I can remember the dim light of my bedside-table lamp glowing against the Beauty and the Beast comforter smoothed across my lap as I heard these words. I can still see my mother, striding across the carpet towards my bed to tuck me in. She would casually snatch a book from my shelf as she moved by, bringing a small gust of wind with her as she climbed into bed with me. Even when I was very young and slept in what we called a ‘troll bed’, she always found a way to curl herself around me—taking up only half of the space. I remember how her hair felt against my cheek, a little sticky from her hairspray and frizzed on the outside from the stress of the day in the office.

She would put the book on my lap and open it for me, encouraging me by insisting that she loved how I read the story—‘your voice sounds so nice.’ No child can resist the compliments of her mother and so I obliged, taking a deep breath and starting with the first sentence.

In my first years of reading, she would pick out The Berenstein Bears Have Too Much Fun, or the Dr. Seuss classic Take Me to the Zoo and I remember the way she would wait for each sentence—encouraging me while she held me in her cocoon. As I gained confidence in the words, she held me tighter until the last page when her head would be against mine and it was like we were one person reading.

As I got a few years older, my mother would still come to tuck me in—her pajamas buttons slightly off and a copy of Roald Dahl’s The BFG under the crook of her arm. She would set herself up in the same fashion as always, her arm encircling my shoulders and her cold feet warming against my leg. As I began to read, I could see my mother’s eyes passing over each word. I could see her solemn expression reassuring what I was reading. But as the rhythm of my voice continued over each of the pages, her eyelids would droop.

‘Are you listening, Mommy?’

‘Mhmmmm’

‘Mom?’

‘What.’

‘Open your eyes.’

‘I’m just resting them. Keep going, you’re doing a good job. You just said that the little girl saw the giant…’

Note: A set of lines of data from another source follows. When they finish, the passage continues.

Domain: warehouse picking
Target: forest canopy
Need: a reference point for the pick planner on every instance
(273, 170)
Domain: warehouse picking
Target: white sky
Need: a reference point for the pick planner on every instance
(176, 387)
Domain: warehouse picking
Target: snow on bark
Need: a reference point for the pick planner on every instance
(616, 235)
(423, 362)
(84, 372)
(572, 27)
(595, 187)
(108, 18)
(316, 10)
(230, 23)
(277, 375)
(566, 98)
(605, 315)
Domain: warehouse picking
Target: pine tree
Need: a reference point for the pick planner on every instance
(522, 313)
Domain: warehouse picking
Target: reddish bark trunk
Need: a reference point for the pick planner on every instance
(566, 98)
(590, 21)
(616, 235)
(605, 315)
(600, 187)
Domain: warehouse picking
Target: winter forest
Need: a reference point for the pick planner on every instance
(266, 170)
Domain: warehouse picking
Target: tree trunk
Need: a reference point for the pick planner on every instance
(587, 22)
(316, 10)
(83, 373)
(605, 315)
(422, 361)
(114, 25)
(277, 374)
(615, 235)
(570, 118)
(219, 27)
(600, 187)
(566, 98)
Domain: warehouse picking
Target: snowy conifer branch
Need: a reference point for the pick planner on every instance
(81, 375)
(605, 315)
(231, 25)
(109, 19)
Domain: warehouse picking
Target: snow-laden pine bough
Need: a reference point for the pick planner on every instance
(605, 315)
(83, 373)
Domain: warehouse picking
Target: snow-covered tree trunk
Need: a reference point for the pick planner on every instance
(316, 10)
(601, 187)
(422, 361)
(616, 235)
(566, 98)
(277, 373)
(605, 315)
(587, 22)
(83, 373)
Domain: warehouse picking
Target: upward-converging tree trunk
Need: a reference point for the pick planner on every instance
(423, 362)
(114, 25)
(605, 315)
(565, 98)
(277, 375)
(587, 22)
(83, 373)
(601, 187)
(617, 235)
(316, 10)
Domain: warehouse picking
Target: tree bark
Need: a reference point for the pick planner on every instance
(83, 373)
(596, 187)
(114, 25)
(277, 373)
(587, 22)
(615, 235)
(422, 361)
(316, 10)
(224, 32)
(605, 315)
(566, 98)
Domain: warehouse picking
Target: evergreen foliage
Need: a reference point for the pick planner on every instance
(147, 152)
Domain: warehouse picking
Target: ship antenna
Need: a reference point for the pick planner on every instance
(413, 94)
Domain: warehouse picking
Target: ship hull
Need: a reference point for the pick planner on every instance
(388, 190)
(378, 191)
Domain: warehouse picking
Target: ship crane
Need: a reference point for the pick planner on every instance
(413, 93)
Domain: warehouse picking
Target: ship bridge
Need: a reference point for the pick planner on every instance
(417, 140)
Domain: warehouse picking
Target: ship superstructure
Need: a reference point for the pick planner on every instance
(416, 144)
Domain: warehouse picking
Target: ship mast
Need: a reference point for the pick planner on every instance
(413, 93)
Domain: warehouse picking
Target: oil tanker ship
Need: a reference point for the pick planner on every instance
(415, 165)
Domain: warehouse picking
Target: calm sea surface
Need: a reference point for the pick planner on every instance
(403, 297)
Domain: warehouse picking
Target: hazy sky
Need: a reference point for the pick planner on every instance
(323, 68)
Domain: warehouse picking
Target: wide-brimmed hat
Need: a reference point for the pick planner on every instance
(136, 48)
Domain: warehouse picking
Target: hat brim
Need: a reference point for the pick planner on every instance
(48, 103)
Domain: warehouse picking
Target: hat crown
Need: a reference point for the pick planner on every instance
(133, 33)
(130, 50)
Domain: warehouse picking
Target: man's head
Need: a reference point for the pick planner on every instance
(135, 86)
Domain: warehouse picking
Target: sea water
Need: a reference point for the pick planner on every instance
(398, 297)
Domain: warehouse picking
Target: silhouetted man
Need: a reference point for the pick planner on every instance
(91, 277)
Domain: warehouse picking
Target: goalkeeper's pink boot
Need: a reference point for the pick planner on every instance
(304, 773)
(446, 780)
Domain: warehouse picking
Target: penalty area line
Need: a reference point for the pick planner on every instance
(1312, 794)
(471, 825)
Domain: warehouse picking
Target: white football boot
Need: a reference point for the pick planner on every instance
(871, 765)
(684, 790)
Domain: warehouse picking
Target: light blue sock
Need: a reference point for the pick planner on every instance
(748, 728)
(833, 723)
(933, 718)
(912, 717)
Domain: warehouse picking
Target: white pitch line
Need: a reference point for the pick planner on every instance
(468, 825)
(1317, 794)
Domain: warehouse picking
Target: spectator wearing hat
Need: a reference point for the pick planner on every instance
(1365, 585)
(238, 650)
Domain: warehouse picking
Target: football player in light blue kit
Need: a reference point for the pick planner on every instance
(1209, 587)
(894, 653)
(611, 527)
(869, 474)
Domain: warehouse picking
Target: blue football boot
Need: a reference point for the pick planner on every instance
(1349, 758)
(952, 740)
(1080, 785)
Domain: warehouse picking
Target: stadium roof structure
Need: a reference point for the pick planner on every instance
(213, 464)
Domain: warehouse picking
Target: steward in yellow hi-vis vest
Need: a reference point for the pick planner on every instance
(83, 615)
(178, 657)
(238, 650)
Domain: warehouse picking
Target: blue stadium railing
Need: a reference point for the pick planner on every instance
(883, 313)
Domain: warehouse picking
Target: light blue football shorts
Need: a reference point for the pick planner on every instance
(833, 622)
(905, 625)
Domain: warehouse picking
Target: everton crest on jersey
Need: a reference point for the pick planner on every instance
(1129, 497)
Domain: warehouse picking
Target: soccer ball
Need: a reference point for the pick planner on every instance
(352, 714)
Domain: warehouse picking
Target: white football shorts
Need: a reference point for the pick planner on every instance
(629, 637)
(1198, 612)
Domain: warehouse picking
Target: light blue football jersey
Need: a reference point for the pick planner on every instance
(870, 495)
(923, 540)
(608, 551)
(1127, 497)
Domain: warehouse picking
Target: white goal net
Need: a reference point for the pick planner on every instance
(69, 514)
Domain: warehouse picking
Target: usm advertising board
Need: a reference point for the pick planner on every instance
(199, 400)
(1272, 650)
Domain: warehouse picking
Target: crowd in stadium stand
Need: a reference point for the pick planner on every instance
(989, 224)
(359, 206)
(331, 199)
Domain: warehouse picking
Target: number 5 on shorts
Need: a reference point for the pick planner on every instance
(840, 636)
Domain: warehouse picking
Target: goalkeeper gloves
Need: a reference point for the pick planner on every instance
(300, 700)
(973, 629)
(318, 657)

She was right, and I was convinced she was still with me. So I would read until her head dropped all the way down onto my shoulder and her breath became even and throaty. Then, when it was time to sleep, I would carefully reach around my mother to put the book back on the bedside table and turn off the light. I would fall asleep with her still wrapped around me until my father came into my room and woke her up. Some nights he would just coax her back into her own bed. But some nights I could tell he was mad, and he would yell at me—‘Don’t let your mother fall asleep here, it’s not good for her.’ I was never sure why it was a bad thing. It felt good to have her next to me as I was sleeping after she would leave us for London or China any given week. Someone had to earn a living in the house. But someone had to tuck their children in too.

That’s how I came to love and read literature. Those nights that my mother was home and I could sit with her and show her how wonderfully my voice carried through the story we would read together. I would read her Shel Silverstein poems to make her laugh, but the rhythm of the poems would just make her fall asleep faster. I would read her my fantasy books to show her how I could change my voice between the different mythical characters. Patricia C. Wrede’s Dealing with Dragons was a favorite on the rotation of books. As long as I had something to read to her, she would stay in my bed and fall asleep with me. Reading still gives me that comfort. I’ll curl up with a David Sedaris, or Everything is Illuminated and still feel my mother with me. I feel like she is still watching over my shoulder to make sure that all the words are right, the smell of perfume, toothpaste and a little bit of sweat coming off of her. These authors, Milan Kundera and Alice Munro, keep me close to them like she would and keep me safe. They are my literary guardian angels.